In her final presentation to school board, outgoing secretary-treasurer Kim Morris delivered her summary of the 2018/19 fiscal year, including some of the indicators the district keeps an eye on to monitor its financial health.
In its bookkeeping, the district keeps track of its cash and liquid assets and weighs that against its liabilities, such as a heating bill that will need to be paid in the future. The district hopes to have more cash and/or liquid assets than the value of its liabilities in order to keep paying its bills. A higher ratio also means flexibility in the district’s ability to handle emergent issues.
In other words, the district needs to keep its cash asset ratio and its liquidity ratio above 1:1 compared to its liabilities. By the end of last year, the cash asset ratio had dropped to 1.49:1, a figure still comfortably above 1:1 but a drop from the 2:1 ratio from the year prior.

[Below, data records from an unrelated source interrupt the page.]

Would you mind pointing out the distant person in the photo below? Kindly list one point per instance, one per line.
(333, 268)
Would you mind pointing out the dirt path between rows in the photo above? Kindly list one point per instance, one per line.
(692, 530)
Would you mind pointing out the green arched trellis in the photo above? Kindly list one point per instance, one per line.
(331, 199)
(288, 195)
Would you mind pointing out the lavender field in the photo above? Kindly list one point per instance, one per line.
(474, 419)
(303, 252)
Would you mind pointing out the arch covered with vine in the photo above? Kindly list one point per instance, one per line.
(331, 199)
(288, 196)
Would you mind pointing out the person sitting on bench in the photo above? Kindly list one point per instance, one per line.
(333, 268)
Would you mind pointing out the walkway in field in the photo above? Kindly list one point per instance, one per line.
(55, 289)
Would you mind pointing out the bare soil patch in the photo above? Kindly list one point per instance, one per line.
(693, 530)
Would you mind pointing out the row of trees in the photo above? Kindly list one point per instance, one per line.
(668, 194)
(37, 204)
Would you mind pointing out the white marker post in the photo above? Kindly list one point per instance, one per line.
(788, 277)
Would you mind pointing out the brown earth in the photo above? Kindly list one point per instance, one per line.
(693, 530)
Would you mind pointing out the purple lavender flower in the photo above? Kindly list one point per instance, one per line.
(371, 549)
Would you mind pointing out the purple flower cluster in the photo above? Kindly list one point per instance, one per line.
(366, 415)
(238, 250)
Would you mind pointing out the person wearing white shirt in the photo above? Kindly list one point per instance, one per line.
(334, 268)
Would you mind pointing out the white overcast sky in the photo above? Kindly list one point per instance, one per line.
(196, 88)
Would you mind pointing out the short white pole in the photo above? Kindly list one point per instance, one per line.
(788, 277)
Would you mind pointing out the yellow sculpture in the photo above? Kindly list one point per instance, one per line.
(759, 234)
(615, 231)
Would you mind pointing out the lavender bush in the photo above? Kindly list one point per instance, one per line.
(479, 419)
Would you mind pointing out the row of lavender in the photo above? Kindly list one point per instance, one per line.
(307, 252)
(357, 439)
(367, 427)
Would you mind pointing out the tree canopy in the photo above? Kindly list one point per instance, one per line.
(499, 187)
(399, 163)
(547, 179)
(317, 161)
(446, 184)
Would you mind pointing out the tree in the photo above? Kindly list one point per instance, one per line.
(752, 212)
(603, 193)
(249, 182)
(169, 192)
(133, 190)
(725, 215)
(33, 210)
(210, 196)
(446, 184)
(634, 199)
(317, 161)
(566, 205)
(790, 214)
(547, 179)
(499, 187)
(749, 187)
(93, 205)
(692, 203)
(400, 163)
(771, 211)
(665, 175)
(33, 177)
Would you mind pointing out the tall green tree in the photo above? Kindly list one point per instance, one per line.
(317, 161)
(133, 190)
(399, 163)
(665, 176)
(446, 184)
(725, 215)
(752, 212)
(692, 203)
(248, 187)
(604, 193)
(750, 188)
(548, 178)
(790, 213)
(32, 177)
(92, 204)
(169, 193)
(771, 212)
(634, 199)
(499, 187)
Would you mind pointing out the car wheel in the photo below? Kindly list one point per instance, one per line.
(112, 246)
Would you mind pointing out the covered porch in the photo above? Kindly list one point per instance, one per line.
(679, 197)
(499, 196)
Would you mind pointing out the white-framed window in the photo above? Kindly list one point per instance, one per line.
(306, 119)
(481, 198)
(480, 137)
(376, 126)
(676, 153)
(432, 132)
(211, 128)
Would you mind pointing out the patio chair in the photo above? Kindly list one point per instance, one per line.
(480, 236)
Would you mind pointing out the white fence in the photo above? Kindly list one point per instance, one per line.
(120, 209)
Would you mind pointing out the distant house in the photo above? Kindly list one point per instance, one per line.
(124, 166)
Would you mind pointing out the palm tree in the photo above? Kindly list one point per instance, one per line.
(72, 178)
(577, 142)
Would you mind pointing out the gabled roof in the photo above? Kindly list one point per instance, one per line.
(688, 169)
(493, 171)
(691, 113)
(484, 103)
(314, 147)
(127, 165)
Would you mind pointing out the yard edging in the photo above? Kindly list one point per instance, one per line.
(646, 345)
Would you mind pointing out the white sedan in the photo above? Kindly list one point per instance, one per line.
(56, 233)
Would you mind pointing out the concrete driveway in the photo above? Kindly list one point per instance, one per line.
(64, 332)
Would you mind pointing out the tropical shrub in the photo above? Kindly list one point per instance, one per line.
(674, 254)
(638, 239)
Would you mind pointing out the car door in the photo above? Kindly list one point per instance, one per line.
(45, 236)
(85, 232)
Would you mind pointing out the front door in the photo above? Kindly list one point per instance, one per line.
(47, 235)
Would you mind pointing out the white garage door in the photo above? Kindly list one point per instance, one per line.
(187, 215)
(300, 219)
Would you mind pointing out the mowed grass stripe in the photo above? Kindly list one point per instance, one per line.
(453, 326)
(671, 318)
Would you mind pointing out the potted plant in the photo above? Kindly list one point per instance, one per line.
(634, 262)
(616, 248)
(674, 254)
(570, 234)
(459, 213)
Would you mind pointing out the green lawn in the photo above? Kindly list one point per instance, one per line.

Similarly, the liquid asset ratio had landed at 1.69:1, which had dropped from 2.04:1 the year prior.
Part of the reason for the declining ratios, said Morris, who vacated her position last week, is the New Westminster Secondary replacement construction project, which left the district with more bills to pay.
The district also keeps track of its working capital per student – the value of its combined assets, minus its liabilities and divided by the number of students. This year, the district landed at $1,767 per student, a drop from $2,027 in 2018.
Morris said there’s no particular goal with the working capital per student indicator except to monitor over time “to determine the board’s ability to spend per student in the future.”
Having $0 working capital per student would mean the district has no extra money for spending on new initiatives and emergent needs in the future, she said.
Morris’s report to the board was preceded by an audit from accounting firm KPMG, which gave Morris’s work a passing grade. In fact, the audit, which looked at accounting policies, accounting estimates and financial disclosures, noted no significant changes or issues in any category.